Nov. 7—This story has been updated. Click here for the latest forecast.
A major winter storm could bring strong winds, up to a foot of snow, and possibly rain to a large swath of Southcentral Alaska starting Tuesday, according to the National Weather Service.
Light snow is expected to start Tuesday night in Anchorage and the storm is predicted to continue through Thursday, according to a winter storm watch. Anchorage and the surrounding area will be impacted, along with much of the Matanuska-Susitna Borough and the western Kenai Peninsula.
Strong winds are expected to create blowing snow and low visibility in the Matanuska Valley through Cook Inlet, the watch said. Palmer and Wasilla could see gusts up to 40 mph, the weather service said.
There is still significant uncertainty in the forecast — the storm could either bring light snow, potentially mixed with rain, in Anchorage and the Mat-Su Wednesday afternoon through Thursday afternoon, or it could bring heavy snow Wednesday afternoon and continue into the night or into Thursday, the weather service said.
If the storm brings heavy snow, more than a foot is possible in Anchorage, especially along the hillsides and Hiland Road area in Eagle River, the watch said. A foot or more of snow would be possible north of Palmer toward Chickaloon, the watch said.
Western Kenai Peninsula is expected to see significantly impact from the system, according to a winter weather advisory in effect 9 p.m. Tuesday until 5 a.m. Wednesday.
Gusty winds are expected in the area Tuesday evening and will be strongest along and near Cook Inlet, the advisory said. Snow is expected to fall near Anchor Point late Tuesday and spread north to Nikiski overnight, according to the weather service. Snow accumulations were forecast to be up to an inch.
Warming temperatures overnight will possibly cause the snow to change to rain before precipitation ends on Wednesday morning, the advisory said.
The additional snow and wind are forecast to arrive just days after the Anchorage area got hit with its first major snowfall of the season.
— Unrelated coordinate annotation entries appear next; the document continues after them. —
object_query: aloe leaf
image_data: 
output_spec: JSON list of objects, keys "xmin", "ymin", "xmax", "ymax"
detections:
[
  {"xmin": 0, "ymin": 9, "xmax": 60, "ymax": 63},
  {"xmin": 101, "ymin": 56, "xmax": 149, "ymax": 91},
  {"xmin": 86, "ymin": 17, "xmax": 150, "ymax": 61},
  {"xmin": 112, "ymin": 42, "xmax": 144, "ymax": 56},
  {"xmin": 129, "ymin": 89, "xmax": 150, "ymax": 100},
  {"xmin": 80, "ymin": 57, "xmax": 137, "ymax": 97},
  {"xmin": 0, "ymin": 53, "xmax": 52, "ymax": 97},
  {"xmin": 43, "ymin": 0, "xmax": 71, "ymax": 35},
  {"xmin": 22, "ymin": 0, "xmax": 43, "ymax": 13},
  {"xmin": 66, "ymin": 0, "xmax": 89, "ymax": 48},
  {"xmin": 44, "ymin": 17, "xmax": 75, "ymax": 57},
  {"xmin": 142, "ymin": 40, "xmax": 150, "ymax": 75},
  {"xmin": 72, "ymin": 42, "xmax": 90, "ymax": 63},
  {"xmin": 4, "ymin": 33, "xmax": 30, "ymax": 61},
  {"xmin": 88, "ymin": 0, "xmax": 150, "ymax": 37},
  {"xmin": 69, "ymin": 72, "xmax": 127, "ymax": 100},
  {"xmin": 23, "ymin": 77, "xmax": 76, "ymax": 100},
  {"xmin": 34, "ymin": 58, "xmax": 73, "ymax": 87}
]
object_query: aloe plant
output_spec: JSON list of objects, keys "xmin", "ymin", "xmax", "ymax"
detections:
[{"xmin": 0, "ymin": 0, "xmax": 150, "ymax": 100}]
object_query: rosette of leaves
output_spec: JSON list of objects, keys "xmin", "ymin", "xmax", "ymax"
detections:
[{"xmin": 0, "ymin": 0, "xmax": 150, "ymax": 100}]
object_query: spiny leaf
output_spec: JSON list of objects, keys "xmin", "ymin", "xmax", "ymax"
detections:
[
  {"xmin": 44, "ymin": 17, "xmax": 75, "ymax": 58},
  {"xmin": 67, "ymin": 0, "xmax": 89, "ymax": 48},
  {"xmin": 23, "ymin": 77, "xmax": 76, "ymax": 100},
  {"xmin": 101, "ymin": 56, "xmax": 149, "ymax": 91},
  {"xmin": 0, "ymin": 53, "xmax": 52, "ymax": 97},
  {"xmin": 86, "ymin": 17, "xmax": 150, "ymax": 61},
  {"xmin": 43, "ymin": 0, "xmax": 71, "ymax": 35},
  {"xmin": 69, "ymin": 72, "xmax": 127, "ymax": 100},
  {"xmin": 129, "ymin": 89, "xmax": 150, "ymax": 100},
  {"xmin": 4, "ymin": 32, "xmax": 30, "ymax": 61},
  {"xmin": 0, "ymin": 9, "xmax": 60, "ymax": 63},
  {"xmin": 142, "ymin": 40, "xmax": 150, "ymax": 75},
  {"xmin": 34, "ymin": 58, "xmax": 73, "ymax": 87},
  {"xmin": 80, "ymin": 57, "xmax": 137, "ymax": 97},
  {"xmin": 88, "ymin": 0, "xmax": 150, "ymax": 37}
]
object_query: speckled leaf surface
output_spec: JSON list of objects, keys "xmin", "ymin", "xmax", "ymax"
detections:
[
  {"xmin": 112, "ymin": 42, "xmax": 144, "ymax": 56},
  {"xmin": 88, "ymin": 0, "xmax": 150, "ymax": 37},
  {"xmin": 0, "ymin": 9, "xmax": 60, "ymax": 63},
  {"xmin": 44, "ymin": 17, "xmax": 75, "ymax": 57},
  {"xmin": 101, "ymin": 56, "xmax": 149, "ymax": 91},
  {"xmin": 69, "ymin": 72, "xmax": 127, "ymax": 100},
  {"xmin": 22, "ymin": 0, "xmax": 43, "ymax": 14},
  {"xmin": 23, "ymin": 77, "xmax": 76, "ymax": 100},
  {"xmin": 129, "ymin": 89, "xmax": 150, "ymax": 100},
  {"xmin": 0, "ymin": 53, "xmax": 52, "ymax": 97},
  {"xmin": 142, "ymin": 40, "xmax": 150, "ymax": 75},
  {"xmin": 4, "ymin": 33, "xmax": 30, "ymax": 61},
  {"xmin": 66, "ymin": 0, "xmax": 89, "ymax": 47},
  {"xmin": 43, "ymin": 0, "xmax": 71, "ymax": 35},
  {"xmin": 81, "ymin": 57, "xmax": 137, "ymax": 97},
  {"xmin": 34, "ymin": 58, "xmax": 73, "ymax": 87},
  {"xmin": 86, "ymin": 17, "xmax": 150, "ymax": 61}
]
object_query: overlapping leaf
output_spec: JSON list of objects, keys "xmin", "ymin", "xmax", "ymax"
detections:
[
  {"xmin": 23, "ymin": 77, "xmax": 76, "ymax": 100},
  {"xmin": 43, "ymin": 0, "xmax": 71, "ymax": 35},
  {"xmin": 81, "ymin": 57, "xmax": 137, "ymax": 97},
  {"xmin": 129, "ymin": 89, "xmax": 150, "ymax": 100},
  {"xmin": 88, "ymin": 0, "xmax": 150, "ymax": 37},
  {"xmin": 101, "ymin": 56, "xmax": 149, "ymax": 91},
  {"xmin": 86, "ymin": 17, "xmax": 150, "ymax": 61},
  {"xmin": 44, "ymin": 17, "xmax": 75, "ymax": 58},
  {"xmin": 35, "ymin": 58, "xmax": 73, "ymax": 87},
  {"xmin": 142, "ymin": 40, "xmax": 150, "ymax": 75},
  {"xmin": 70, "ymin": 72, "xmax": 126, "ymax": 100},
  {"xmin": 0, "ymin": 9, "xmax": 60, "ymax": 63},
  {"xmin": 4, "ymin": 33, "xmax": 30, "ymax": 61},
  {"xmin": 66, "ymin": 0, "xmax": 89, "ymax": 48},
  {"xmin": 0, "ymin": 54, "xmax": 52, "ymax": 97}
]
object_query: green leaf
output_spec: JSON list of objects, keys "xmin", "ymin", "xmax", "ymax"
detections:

The National Weather Service recorded a little over 6 inches of snow in the city by Sunday afternoon, which broke the previous Nov. 5 record of 3.8 inches set in 1964.
The snow that blanketed the city resulted in some challenging road conditions. The Anchorage Police Department responded to 28 vehicles in the ditch on Sunday, and 32 as of early Monday evening, according to spokesperson Kenny Friendly. Police also responded to 27 vehicle collisions on Sunday and 18 by Monday evening.